I had also not heard of stable_sort either until I went to look up the stability of std::sort.
Unfortunately when I swapped in stable_sort I found my stress test dropped back to about 670 FPS. I also realised that I was unfairly favouring sorting over multiset by doing my drawing in z order, with most z values the same. When I moved to random z values, the std::sort approach fell back to about 700FPS. My profiling suggested that these drops were due to time spent copying DrawOps, which are quite bulky, so I have altered DrawOpQueue to sort a vector of pointers to DrawOps with associated z-values rather than DrawOps themselves.
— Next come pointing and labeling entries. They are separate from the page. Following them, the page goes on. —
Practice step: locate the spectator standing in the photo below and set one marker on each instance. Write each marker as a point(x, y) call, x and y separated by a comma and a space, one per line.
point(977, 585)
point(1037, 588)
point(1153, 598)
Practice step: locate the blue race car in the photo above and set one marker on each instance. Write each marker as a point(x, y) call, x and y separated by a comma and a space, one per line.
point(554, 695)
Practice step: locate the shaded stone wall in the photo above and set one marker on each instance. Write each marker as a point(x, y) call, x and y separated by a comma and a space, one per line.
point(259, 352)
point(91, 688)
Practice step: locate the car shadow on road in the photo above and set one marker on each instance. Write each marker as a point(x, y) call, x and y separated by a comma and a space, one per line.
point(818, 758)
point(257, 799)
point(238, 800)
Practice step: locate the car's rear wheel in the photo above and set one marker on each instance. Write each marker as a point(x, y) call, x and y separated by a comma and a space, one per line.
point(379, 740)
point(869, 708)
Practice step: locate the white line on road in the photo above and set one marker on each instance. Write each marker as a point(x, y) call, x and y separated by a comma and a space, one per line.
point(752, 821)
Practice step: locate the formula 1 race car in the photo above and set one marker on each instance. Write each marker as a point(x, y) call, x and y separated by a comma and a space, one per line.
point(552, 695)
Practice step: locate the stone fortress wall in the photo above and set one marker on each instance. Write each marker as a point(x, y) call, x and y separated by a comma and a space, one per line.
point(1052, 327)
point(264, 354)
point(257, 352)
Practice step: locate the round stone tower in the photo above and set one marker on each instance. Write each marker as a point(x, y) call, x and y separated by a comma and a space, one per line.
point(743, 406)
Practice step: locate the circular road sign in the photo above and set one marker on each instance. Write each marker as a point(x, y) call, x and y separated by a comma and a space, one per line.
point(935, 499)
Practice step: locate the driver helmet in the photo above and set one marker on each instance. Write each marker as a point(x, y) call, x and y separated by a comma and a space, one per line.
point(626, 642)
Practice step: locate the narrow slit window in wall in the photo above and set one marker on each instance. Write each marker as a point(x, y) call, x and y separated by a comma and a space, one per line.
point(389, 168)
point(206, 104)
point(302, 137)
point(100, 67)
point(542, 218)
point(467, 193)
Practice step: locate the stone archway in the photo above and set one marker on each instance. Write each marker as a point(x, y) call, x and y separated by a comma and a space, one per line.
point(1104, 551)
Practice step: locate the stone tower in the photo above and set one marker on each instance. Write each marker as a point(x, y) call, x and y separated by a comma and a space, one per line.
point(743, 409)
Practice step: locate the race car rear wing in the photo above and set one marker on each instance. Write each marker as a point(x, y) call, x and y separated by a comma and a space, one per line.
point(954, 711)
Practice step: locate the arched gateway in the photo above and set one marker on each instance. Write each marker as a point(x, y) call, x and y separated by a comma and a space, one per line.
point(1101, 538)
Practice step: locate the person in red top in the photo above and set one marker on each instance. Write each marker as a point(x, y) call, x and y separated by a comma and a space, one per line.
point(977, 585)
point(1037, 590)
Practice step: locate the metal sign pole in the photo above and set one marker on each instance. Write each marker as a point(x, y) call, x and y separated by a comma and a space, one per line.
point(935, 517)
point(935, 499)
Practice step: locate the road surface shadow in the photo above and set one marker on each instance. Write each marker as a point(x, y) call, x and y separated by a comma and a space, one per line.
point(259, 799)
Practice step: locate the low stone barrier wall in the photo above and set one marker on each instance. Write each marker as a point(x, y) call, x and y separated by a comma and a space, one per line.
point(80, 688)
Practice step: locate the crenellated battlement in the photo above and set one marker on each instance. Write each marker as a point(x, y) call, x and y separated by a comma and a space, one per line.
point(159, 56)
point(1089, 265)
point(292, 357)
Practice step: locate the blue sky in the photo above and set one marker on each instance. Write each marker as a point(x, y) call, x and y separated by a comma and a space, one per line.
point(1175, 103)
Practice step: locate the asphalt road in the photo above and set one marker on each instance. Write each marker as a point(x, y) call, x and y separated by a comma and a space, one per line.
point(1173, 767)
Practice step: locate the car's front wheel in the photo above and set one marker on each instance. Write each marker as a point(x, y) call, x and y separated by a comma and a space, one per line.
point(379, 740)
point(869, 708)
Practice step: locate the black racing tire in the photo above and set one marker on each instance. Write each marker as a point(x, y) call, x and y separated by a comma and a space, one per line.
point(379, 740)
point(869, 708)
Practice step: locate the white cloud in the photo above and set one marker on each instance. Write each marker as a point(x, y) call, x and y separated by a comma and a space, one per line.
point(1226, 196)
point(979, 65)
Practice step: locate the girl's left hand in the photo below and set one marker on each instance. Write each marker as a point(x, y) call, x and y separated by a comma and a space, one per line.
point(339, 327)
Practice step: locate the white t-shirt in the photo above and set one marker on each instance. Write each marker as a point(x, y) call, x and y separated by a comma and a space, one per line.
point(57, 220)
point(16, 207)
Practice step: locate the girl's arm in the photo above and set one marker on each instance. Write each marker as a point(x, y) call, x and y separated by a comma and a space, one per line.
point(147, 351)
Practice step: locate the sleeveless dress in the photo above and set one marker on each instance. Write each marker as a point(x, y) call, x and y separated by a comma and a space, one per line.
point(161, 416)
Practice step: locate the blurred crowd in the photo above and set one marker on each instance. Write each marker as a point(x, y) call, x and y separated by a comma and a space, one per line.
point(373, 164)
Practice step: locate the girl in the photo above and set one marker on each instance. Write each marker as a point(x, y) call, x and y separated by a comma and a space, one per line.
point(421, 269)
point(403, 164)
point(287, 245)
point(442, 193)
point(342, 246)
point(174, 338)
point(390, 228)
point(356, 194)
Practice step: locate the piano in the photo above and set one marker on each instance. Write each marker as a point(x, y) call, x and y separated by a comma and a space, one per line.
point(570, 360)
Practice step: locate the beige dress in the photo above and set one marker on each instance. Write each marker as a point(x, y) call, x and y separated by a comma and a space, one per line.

This takes the FPS back up to about 900. I am still keeping the DrawOps themselves in a vector so that memory is allocated for them in large chunks rather than for each in turn.
I have uploaded the patch to
http://www.mediafire.com/?x34uexq6vpj4wmc . I have also included a full copy of DrawOpQueue.hpp just in case, as I have not made a patch with svn before. I will be interested to hear if it makes any difference where performance is a limitation.
An improvement might be to avoid the copying of existing DrawOps when the vector is expanded - push pointers to DrawOps into a vector as they were added, but allocate the memory for the DrawOps themselves in large chunks. It would be nice to also reuse the DrawOp memory between frames - a DrawOpPool maybe? [EDIT] Actually I just checked and I am not sure copying of existing DrawOps is worth worrying about, reserving a large vector in advance does not seem to make any difference in my stress test. [/EDIT]
It would be very elegant to be able to use a DrawOps vector for the VertexArray directly, however I expect the copying costs during sorting might outweigh the benefits of not copying into a separate VertexArray.
Using a single-pixel texture to approximate drawTriangle and drawQuad sounds like a very neat way of unifying the drawing operations.
An idea that just occurred to me is that you could easily offer the option of disabling the sort operation, disabling most of the overhead of z-order, for those who wanted just to rely on order of drawing.